Définition

Les filarioses sont des maladies parasitaires existant dans de nombreux pays. D'une manière générale il s'agit d'un ver qui vit sous la peau et s'y déplace.

Les différentes filarioses sont la filariose lymphatique, l'onchocercose, la filaire de Médine, et la Loase.

On estime au total que 150 millions de personnes sont atteintes dans le monde.

À lire auparavant :

Les éléments communs des filarioses :

  • C’est l’infestation de l’organisme par un ver qui s’appelle filaire, appartenant aux nématodes (dans la grande famille des helminthes).
  • La contamination se fait par les microfilaires, vivant dans le système sanguin et le système lymphatique .

La filariose lymphatique :

  • C’est un ver de 4 à 10 cm, vivant dans les ganglions et vaisseaux lymphatiques, dans les régions tropicales humides. La principale est la filaire de Brancroft, appelée Wuchereria Brancrofti. Elle sévit dans la zone tropicale et intertropicale d'Amérique, d'Asie et d'Afrique. En Océanie, l'une des variété s'appelle "pacifica" et provoque la Brugia malayi (filaire de Malaisie), et Brugia timori qui ne sévit qu'en Asie.
  • La transmission se fait par plusieurs types de moustiques : Culex, Aedes, et l’Anophèle comme pour le paludisme.
  • Une fois transmises par le moustique, les larves vont se développer et vivre environ 15 ans. Les femelles émettent des vers jeunes, les microfilaires qui se développent dans le sang, en particulier au cours de la nuit.
  • Bien souvent, dans les zones d'endémie, les porteurs de la filariose n'ont aucun  signe apparent.
  • Les symptômes qui peuvent apparaître sont des accès de fièvre et de douleurs ganglionnaires (à l’aine surtout), avec lymphangite , qui peuvent se renouveler sur plusieurs années. Parfois une fistulisation (la création d'une sorte de canal) dans la vessie fait émettre des urines blanchâtres, pleines de lymphe. Des pneumopathies allergiques sont possibles.
  • Dans la forme chronique, l’obstacle qui s’est créé sur le circuit lymphatique entraîne des oedèmes durs, devenant au maximum un éléphantiasis (imaginez une peau d’éléphant, mais plutôt rouge que grise, avec un membre très augmenté de volume...)
  • Le diagnostic se fait sur une prise de sang recherchant les microfilaires (elles sont plus nombreuses en pleine nuit, mais on peut quand même les trouver aux heures ouvrables...), et si besoin la recherche des anticorps spécifiques antifilaires. Mais on ne les retrouve pas toujours dans le sang. La seule certitide est la mise en évidence lorsque le ver circule sous la peau.

Les autres filarioses

On les différencie en raison de leur localisation géographique de leur taille et des signes qu'elles entraînent.

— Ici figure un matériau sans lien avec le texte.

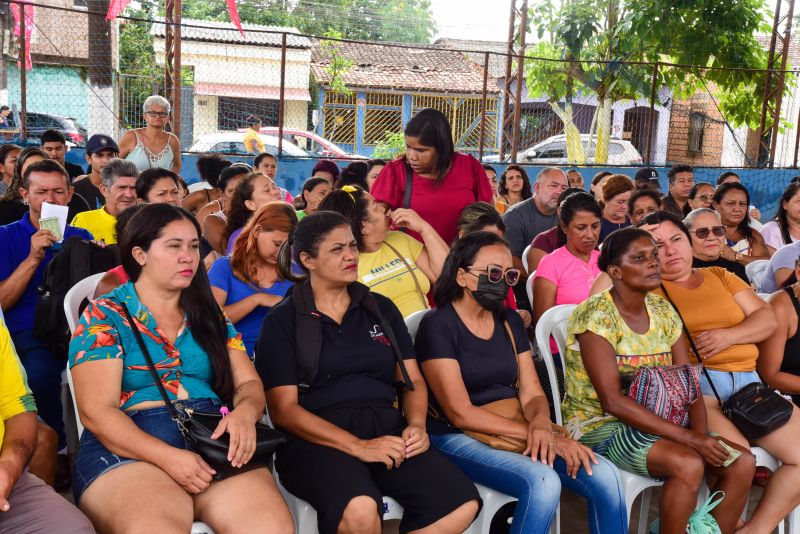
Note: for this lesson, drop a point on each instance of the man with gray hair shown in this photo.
(529, 218)
(119, 189)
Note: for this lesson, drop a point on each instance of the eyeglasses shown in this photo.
(495, 273)
(702, 233)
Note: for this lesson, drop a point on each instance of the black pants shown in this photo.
(427, 486)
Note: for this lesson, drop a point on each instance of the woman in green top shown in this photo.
(610, 336)
(314, 190)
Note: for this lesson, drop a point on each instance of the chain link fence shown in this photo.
(338, 98)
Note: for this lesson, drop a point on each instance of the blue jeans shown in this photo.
(726, 382)
(537, 487)
(43, 369)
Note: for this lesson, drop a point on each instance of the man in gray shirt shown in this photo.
(529, 218)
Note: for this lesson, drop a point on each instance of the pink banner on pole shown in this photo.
(234, 13)
(15, 11)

  • La loase qui sévit en Afrique Noire
  • L'onchocercose qui donne des complications oculaires redoutables.
  • La filaire de Médine dont le vers est très long (jusqu'à 1 mètre) et qui provoque des surinfections graves.

Le traitement

  • Le traitement traditionnel consistait à inciser la peau et à extirper le ver en l'enroulant progressivement autour d'une allumette. On utilise à présent des anti-helminthiques appelés aussi microfilaricides comme la Notézine que l'on donne à distance des poussées aigües.
  • Le traitement chirurgical est réservé aux formes chroniques et évoluées comme l'éléphantiasis.

La prévention

  • Elle passe par la lutte contre les moustiques et l’assèchement des petits marigots.
  • Dans les pays d'endémie, les larves étant transmises par les moustiques, il faut utiliser des repellents efficaes et dormir sous une moustiquaire. Il faut éviter les zones marécageuses où ces moustiques pullulent.
  • La chimiothérapie de masse par des antimicrofilaires permet de soigner les personnes qui sont atteintes sans le savoir.